CTSOs are not clubs. They are an intracurricular (i.e., within the curriculum) and integral (i.e., necessary, essential) part of the program. CTSOs develop relationship and career skills through leadership conferences and conventions, career development competitions, service, and more.

Minnesota Career Fields
Minnesota Career and Technical Education organizes the 14 federally defined career clusters—each composed of several career pathways—into five career fields.
It is important to note that there is overlap between many of the licenses and career fields, depending on the skill being taught and the context of the career. For example: veterinary medicine is both an agricultural career and a healthcare career; welding exists in both manufacturing and agricultural fields. A license can often teach content in more than one career field, and skills and specific courses are found within several licenses depending upon the career application.
There are five career fields found in the federal Career Wheel. Of the five CTE career fields, three fields—cultivating resources; investing in the future; and creating & experiencing—have broad-based licenses including all clusters within their area, in addition to cluster “careers” licenses found within those fields, such as hospitality, digital/communications technology, and creative design (design/entertainment). The other two fields—building & moving and caring for communities—do not have a broad-based license, but have careers licenses for most of their clusters. Additionally, there are “pathways” licenses for any areas that do not have a careers or broad-based field license, such as law enforcement and cosmetology/personal care. Overall, some of the 14 clusters do not yet have a specific careers license, but all clusters fit within one of the CTE licenses, either broad-based, a cluster-specific careers license, or a pathways license.

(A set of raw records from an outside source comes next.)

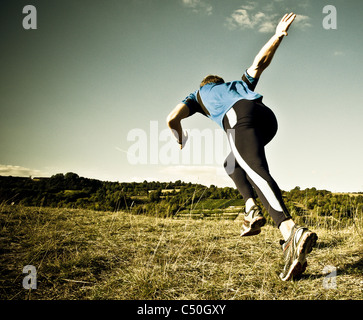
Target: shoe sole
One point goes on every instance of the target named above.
(299, 264)
(254, 228)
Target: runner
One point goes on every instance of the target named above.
(250, 125)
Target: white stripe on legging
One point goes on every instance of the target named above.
(256, 178)
(232, 117)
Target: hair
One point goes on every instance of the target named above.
(211, 79)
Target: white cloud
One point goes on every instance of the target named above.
(248, 17)
(338, 53)
(245, 19)
(17, 171)
(198, 6)
(302, 21)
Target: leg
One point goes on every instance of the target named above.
(256, 125)
(238, 175)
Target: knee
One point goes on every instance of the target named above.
(230, 164)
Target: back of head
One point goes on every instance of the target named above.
(211, 79)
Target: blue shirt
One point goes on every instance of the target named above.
(218, 98)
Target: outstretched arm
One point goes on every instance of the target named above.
(264, 57)
(173, 120)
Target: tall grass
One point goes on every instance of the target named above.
(81, 254)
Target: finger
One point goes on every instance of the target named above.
(282, 20)
(292, 18)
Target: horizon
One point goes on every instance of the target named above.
(89, 89)
(167, 182)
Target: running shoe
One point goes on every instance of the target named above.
(253, 220)
(295, 249)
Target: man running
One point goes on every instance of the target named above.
(250, 125)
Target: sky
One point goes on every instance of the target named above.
(89, 89)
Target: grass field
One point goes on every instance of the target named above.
(80, 254)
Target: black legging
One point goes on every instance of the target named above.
(250, 125)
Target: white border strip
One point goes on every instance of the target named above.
(256, 178)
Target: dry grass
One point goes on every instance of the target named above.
(82, 254)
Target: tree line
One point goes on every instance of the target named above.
(158, 198)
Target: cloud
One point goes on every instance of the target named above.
(198, 6)
(302, 21)
(248, 17)
(17, 171)
(338, 53)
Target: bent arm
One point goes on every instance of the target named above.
(173, 121)
(264, 57)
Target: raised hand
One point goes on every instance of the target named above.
(284, 24)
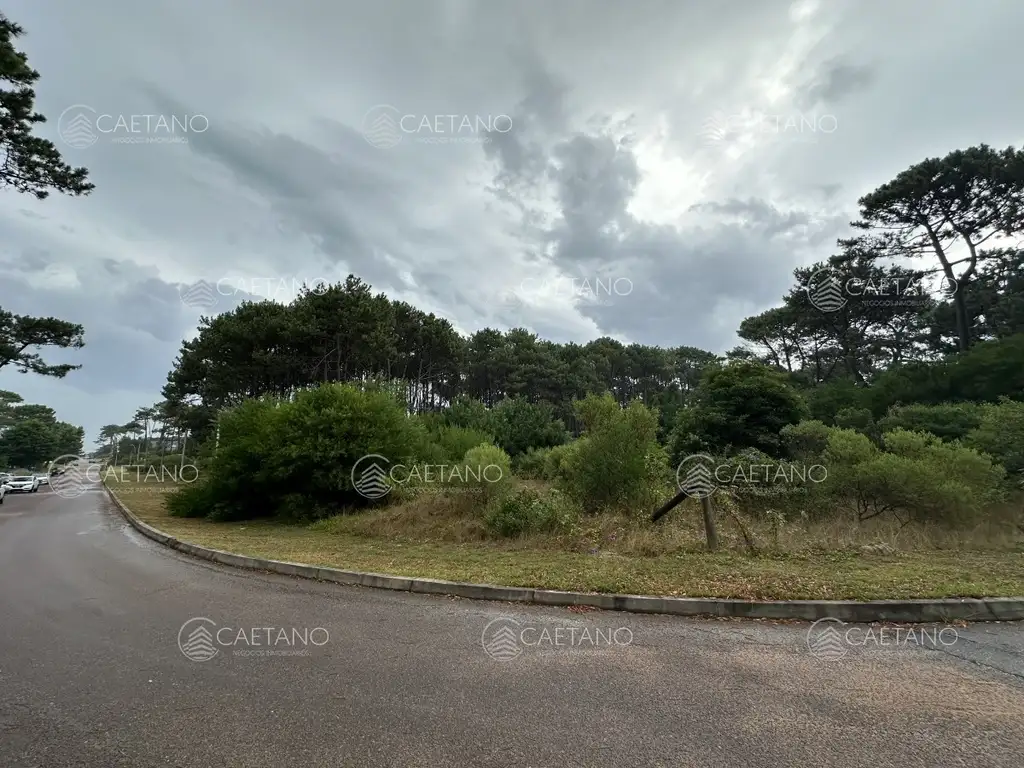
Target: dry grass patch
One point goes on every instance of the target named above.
(441, 538)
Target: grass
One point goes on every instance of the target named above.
(436, 539)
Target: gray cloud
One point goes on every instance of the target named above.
(676, 145)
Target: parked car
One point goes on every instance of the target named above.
(23, 484)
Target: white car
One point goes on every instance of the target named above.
(23, 484)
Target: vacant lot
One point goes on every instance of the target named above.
(349, 543)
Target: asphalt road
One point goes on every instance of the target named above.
(92, 674)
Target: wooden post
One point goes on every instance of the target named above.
(711, 531)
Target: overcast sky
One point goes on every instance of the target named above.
(678, 158)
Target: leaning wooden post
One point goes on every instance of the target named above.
(711, 530)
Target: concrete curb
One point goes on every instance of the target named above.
(911, 611)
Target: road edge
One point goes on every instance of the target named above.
(910, 611)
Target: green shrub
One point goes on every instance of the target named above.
(524, 510)
(487, 469)
(557, 460)
(737, 406)
(296, 459)
(531, 463)
(196, 500)
(521, 425)
(950, 421)
(859, 419)
(617, 463)
(1000, 434)
(455, 441)
(471, 414)
(915, 477)
(808, 439)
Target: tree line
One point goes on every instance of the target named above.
(943, 223)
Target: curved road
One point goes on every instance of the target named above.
(92, 676)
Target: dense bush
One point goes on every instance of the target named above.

Minnesota CTE Licensure Fields
Career Ready Practices: Integrated CTE Curricular Components
The career-specific licenses include the CTE Core Skills requirement to address the philosophy and program management aspects of CTE, including the integrated CTE Career Ready Practices below, while these concepts are embedded in the broad-based agriculture, business, and family & consumer sciences licenses. Technical Work-Based Learning (WBL) and Professional Attitudes/Leadership are not full licensure areas, rather they are “center of the wheel” essential elements of a CTE program. Minnesota has a WBL endorsement-160000 that can be applied to a CTE license.